Bangunan utama menempati lahan dengan dioptimalkan ke sudut kiri belakang
sehingga kelebihannya difungsikan untuk bangunan fasilitas pelayanan Automatic Teller
Machine (ATM) dan koperasi. Selebihnya lahan parkir dan sebuah pos keamanan disudut
depan lahan. Dengan demikian bangunan sangat responsif terhadap lingkungan.
Keberadaan bangunan Bank BNI Cabang Sengkang menjadi catatan penting bagi
perkembangan arsitektur kontemporer dikabupaten Wajo. Inilah bangunan modern
kontemporer diranah Wajo.
BANK SULSEL
JL. Kartini No. 1
Dalam perkembangannya bank pembangunan daerah Sulawesi Selatan (BPD Sulsel)
mengalami pertumbuhan yang pesat sebagai satu-satunya bank otonom milik pemerintah
provinsi Sulawesi Selatan. Seiring kepercayaan masyarakat BPD sulsel berubah nama menjadi
Bank sSulsel dengan memiliki kantor cabang disetiap Kabupaten. Demi peningkatan kinerja
usaha maka disetiap cabang dilakukan pula pembenahan kantor dengan membangun kantor
yang representatif.
Bangunan kantor Bank Sulsel dirancang dengan memiliki benchmark bentuk yang
seragam tetapi tidak prototip. Bentuk-bentuk tersebut mencerminkan kondisi dinamis di
masing-masing kabupaten, berbeda tetapi memiliki rancangan bentuk dasar kesatuan dan
benang merah yang sama.
Bank Sulsel Wajo menempati lahan yang strategis, terletak di tengah-tengah kegiatan
perekonomian dan perdagangan kota Sengkang. Lahannya berada diatas bekas bangunan
terminallama. Luas lahan berpengaruh kepada sudut pandang mata manusia, menjadikan
skala bangunan sangat proporsional.
PT. LASTRINDONESIA Enggineering dipercaya sebagai konsultan perencana bangunan
Bank Sulsel Wajo, juga Bank-bank Sulsel lainnya seperti yang berada di Maros, Pangkep, Sinjai,
Jeneponto, dan Gowa. Kontraktor pelaksana adalah CV. Citratama Timurindo.
Bangunan beraksitektur kontemporer, memadukan unsur modern dan tradisional
dalam satu kesatuan bangunan yang utuh. Nilai tradisional dicapai melalui arsitektur
panggung dengan menonjolkan kolom-kolom secara vertikal. Kesan tradisional dipertegas
melalui pengolahan kreatif bentuk timpalaja pada portico (teras penerima). Tumpukan
timpalaja bersusun tiga dimodifikasi dengan mengkamuflase sebuah bidang atap.

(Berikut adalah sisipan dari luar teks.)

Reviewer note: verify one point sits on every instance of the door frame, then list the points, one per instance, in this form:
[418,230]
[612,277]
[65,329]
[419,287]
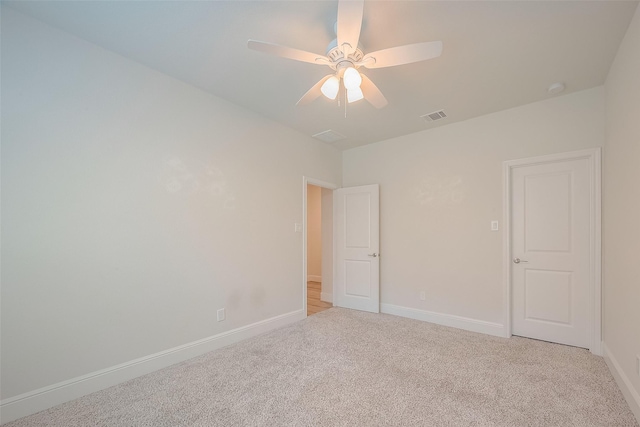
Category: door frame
[329,186]
[594,156]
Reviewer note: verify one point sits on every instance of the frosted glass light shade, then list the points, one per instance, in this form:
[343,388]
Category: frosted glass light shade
[354,95]
[331,87]
[352,78]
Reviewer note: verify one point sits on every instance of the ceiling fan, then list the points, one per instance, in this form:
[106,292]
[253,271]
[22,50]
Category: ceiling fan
[345,56]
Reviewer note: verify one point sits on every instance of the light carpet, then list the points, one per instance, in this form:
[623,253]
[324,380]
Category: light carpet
[350,368]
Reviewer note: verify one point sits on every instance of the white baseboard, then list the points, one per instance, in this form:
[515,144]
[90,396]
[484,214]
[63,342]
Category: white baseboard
[465,323]
[47,397]
[326,297]
[630,394]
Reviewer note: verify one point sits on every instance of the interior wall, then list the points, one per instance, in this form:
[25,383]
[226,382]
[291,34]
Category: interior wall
[441,188]
[314,233]
[621,211]
[133,207]
[327,245]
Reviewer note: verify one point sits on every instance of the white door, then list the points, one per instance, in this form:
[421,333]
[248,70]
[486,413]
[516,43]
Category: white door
[550,251]
[357,281]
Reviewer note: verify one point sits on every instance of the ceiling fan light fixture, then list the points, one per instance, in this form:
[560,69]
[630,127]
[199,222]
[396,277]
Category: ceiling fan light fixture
[331,87]
[352,78]
[354,95]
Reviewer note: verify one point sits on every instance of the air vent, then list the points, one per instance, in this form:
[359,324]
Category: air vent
[329,136]
[436,115]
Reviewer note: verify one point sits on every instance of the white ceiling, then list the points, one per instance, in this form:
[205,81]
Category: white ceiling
[497,54]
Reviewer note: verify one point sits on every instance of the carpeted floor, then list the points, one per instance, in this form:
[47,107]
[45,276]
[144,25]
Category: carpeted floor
[350,368]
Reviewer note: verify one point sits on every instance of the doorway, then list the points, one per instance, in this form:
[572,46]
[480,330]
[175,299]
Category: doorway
[553,248]
[318,246]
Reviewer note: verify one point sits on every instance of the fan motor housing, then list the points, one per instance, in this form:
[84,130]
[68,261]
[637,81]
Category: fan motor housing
[335,54]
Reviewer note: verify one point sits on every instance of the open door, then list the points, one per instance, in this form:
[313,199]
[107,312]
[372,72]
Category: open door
[357,243]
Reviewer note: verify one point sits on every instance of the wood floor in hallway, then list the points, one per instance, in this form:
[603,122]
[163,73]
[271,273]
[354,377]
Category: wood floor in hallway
[314,304]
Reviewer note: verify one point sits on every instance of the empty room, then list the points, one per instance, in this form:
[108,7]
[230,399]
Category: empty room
[301,213]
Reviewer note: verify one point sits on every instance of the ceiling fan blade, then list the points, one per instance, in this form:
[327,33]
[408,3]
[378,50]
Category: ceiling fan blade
[402,55]
[349,24]
[287,52]
[372,93]
[314,92]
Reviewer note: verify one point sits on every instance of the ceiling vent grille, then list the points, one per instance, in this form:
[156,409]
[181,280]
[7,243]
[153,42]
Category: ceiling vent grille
[436,115]
[329,136]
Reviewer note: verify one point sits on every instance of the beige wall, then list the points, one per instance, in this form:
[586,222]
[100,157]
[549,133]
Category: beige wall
[440,189]
[314,233]
[327,245]
[133,207]
[621,212]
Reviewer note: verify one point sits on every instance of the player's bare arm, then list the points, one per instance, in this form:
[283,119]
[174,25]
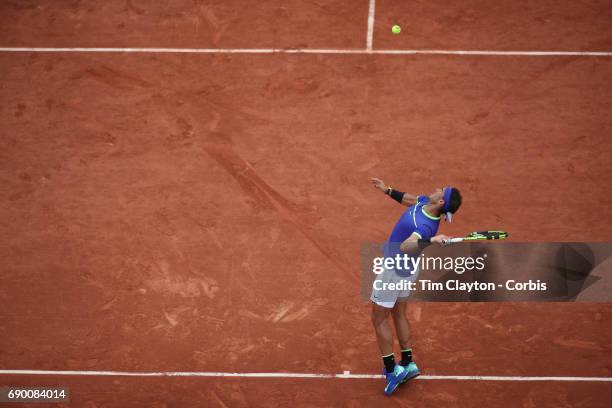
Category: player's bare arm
[411,244]
[406,200]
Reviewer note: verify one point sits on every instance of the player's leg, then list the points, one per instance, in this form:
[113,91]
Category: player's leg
[384,335]
[402,327]
[395,374]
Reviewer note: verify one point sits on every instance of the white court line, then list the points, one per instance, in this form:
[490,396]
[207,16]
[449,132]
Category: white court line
[309,51]
[345,375]
[371,12]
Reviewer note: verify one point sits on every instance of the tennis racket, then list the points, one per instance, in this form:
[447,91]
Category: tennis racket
[479,236]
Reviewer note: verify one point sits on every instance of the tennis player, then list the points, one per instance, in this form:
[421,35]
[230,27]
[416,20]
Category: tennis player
[416,228]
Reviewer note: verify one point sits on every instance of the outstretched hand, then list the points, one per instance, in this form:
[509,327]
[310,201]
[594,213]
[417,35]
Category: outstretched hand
[441,239]
[379,184]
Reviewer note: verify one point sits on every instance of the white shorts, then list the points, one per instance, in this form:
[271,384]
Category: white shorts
[389,287]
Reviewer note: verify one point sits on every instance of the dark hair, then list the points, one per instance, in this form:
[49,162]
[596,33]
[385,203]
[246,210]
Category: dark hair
[455,201]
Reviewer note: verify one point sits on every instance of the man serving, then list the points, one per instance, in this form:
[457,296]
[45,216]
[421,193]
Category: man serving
[416,228]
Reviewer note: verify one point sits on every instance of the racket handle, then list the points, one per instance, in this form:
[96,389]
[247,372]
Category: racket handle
[452,241]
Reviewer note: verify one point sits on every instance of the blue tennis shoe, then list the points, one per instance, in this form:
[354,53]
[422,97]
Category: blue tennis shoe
[412,370]
[395,378]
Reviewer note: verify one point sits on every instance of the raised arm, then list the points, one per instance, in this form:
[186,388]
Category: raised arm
[406,199]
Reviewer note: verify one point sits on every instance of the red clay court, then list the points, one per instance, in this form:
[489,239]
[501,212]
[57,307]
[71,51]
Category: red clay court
[185,189]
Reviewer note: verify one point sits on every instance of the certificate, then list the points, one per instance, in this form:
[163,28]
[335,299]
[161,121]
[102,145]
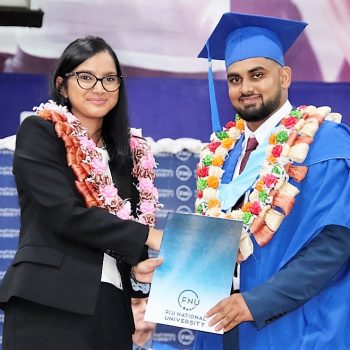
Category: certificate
[199,258]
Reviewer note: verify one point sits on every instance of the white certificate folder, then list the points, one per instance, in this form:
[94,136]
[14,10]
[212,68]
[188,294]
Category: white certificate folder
[199,259]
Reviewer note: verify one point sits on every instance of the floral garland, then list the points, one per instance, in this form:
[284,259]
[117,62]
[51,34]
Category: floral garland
[92,179]
[271,197]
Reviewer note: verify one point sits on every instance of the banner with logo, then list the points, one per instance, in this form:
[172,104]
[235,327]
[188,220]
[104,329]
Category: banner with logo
[199,258]
[9,217]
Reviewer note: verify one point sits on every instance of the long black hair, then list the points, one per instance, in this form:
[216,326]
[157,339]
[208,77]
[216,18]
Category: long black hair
[115,127]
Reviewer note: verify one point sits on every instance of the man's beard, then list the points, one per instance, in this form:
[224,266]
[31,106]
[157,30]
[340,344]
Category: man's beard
[262,112]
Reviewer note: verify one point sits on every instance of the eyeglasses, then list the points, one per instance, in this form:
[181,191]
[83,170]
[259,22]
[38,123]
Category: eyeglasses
[87,80]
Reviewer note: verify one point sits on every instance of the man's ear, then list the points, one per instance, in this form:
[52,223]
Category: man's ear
[59,86]
[285,77]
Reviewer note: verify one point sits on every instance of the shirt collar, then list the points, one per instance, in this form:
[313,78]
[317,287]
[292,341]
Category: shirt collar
[264,129]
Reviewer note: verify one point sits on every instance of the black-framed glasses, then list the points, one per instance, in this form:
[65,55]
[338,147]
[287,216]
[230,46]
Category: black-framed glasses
[88,80]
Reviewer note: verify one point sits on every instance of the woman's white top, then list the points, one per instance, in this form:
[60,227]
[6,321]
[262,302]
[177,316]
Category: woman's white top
[110,272]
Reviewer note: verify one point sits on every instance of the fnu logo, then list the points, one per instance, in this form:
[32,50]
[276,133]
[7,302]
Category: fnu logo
[188,300]
[183,172]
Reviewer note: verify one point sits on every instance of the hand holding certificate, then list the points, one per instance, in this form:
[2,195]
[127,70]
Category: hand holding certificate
[199,255]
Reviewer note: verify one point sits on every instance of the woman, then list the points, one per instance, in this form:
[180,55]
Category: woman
[69,284]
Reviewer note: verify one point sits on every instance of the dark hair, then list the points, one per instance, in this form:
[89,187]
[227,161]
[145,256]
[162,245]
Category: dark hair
[115,127]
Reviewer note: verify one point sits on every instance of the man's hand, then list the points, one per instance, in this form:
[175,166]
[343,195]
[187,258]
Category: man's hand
[143,271]
[229,313]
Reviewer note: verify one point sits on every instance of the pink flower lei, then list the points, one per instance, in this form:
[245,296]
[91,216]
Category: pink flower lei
[92,180]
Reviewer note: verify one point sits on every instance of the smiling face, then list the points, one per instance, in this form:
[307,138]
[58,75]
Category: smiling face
[257,88]
[90,106]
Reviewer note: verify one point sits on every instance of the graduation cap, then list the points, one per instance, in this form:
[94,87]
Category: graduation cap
[241,36]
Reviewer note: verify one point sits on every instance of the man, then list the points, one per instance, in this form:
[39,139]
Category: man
[294,288]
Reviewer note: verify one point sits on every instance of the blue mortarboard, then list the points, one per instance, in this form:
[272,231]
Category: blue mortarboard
[241,36]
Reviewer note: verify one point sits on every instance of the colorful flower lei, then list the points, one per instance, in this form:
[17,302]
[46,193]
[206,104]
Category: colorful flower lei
[92,179]
[271,197]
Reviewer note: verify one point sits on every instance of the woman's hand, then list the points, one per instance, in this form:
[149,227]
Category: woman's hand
[143,271]
[154,239]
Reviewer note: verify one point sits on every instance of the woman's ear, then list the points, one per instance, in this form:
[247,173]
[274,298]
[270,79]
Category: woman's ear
[59,86]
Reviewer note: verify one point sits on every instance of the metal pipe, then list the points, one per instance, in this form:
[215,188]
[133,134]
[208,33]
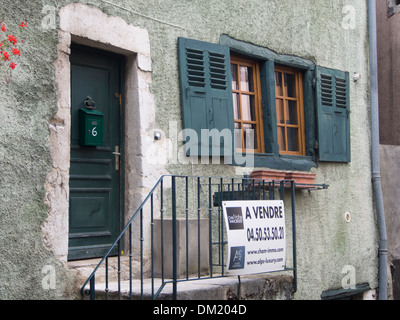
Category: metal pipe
[376,174]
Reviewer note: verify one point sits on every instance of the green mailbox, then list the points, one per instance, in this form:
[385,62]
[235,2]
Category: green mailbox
[90,127]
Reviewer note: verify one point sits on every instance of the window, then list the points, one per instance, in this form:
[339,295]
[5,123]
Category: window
[287,111]
[247,105]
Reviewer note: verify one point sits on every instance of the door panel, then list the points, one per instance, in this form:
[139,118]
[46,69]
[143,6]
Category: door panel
[95,184]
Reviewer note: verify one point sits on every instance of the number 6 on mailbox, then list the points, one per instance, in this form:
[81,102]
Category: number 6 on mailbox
[90,127]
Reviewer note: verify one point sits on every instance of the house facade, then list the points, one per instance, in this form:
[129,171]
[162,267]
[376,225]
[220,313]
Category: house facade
[388,23]
[191,88]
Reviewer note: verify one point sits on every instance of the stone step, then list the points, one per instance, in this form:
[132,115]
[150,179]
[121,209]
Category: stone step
[265,287]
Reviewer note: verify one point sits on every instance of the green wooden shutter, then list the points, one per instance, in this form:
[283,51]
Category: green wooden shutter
[206,94]
[333,105]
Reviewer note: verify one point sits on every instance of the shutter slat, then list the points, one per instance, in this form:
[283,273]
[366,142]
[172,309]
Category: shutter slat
[206,65]
[333,122]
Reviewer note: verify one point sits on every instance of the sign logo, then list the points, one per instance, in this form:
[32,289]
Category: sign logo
[237,258]
[235,218]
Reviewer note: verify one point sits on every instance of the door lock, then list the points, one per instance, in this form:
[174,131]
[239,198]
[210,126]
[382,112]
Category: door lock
[117,155]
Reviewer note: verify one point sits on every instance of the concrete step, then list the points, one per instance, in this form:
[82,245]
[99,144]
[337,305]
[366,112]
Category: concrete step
[260,287]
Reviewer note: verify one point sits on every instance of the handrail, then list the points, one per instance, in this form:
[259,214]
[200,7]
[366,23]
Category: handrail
[120,236]
[207,194]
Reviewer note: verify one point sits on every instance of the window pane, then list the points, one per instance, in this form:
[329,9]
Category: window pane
[293,139]
[281,138]
[236,106]
[246,79]
[248,112]
[280,116]
[234,77]
[250,136]
[290,83]
[291,112]
[278,84]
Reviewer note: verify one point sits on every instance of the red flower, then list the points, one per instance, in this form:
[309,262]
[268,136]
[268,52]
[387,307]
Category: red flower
[16,52]
[6,56]
[12,39]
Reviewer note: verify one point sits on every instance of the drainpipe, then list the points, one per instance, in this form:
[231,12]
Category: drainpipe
[376,173]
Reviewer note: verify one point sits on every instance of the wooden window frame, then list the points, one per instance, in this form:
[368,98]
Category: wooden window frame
[300,111]
[241,61]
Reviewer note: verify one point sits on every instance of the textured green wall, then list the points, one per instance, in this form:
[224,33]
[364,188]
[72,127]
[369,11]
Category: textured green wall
[310,29]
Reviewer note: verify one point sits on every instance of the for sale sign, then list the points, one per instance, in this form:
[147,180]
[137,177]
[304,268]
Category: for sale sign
[256,236]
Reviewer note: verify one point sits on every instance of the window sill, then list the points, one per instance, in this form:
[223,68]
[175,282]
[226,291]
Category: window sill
[281,162]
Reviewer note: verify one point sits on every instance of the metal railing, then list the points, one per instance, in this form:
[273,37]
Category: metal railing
[177,234]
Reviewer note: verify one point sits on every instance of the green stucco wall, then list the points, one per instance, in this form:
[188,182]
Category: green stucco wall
[309,29]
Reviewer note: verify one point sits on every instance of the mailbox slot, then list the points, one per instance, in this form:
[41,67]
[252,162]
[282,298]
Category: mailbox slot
[90,127]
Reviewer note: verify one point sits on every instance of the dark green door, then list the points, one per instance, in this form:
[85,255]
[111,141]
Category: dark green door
[95,207]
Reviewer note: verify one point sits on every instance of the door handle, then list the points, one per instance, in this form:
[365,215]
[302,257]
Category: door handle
[117,155]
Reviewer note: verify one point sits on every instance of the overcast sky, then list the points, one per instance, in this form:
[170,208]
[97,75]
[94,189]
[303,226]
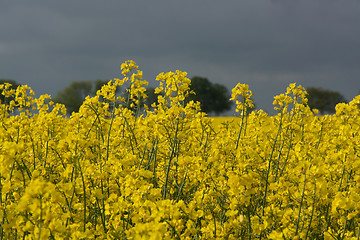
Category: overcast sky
[47,44]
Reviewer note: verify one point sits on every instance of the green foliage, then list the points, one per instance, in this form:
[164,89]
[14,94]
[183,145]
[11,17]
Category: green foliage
[324,100]
[212,97]
[74,95]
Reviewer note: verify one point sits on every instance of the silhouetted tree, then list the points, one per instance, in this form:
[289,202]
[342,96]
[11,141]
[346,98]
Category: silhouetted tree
[74,95]
[212,97]
[324,100]
[14,85]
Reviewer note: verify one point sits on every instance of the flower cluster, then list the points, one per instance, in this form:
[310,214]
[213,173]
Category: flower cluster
[108,173]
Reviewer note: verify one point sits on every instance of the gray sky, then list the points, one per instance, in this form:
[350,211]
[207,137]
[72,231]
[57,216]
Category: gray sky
[47,44]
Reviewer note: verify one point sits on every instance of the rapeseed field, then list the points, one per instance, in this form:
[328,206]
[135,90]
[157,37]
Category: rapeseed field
[114,171]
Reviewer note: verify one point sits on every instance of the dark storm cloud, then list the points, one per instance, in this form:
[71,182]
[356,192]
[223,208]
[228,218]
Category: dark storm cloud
[267,44]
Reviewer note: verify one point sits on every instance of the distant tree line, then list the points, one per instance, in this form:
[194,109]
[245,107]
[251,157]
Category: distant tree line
[213,97]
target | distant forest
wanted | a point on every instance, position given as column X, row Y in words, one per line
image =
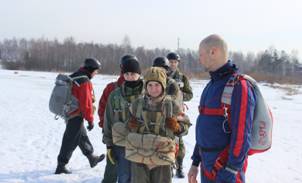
column 270, row 65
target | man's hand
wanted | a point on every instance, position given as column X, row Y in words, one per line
column 192, row 175
column 110, row 155
column 132, row 123
column 172, row 123
column 90, row 126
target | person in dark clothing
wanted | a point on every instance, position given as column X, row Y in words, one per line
column 75, row 133
column 110, row 174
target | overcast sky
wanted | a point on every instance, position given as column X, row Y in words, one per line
column 246, row 25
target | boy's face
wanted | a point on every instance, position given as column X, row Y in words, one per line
column 173, row 64
column 131, row 76
column 154, row 89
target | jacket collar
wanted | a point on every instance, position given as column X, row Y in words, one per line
column 226, row 70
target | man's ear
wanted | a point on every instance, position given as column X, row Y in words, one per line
column 213, row 51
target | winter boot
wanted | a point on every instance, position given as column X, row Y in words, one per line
column 172, row 171
column 94, row 160
column 179, row 171
column 62, row 169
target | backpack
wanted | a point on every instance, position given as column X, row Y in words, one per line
column 262, row 125
column 61, row 101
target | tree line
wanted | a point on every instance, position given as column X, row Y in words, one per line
column 66, row 56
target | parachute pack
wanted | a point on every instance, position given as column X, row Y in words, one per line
column 61, row 101
column 262, row 125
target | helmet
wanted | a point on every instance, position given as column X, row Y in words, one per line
column 92, row 64
column 127, row 57
column 173, row 56
column 161, row 62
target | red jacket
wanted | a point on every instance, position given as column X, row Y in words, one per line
column 84, row 94
column 106, row 92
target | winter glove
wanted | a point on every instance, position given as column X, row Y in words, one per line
column 173, row 124
column 132, row 123
column 226, row 175
column 90, row 126
column 110, row 155
column 101, row 124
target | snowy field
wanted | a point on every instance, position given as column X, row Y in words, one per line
column 30, row 138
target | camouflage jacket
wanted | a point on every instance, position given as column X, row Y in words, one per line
column 151, row 116
column 117, row 108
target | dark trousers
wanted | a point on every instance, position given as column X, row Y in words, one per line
column 75, row 135
column 140, row 173
column 110, row 175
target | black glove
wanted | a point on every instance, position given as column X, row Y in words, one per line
column 90, row 126
column 111, row 155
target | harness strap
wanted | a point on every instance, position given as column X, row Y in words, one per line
column 220, row 163
column 211, row 111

Pengakhiran penutup bangunan berupa atap menguatkan nilai tradisional bangunan
Bank Sulsel. Ciri khas anatomi rumah Bugis Makassar yang terdiri dari kaki, badan dan kepala
semuanya terserap pada rancangan bangunan.
Kesan modern terlihat pada pemilihan bahan atau material bangunan yang mutakhir.
Dinding-dinding tembok di beberapa bidang dibalut dengan plat alucopan, trend material
pabrikasi. Penggunaan material atap genteng keramik merupakan pemilihan bahan yang
tepay, mencerminkan arsitektur masa kini.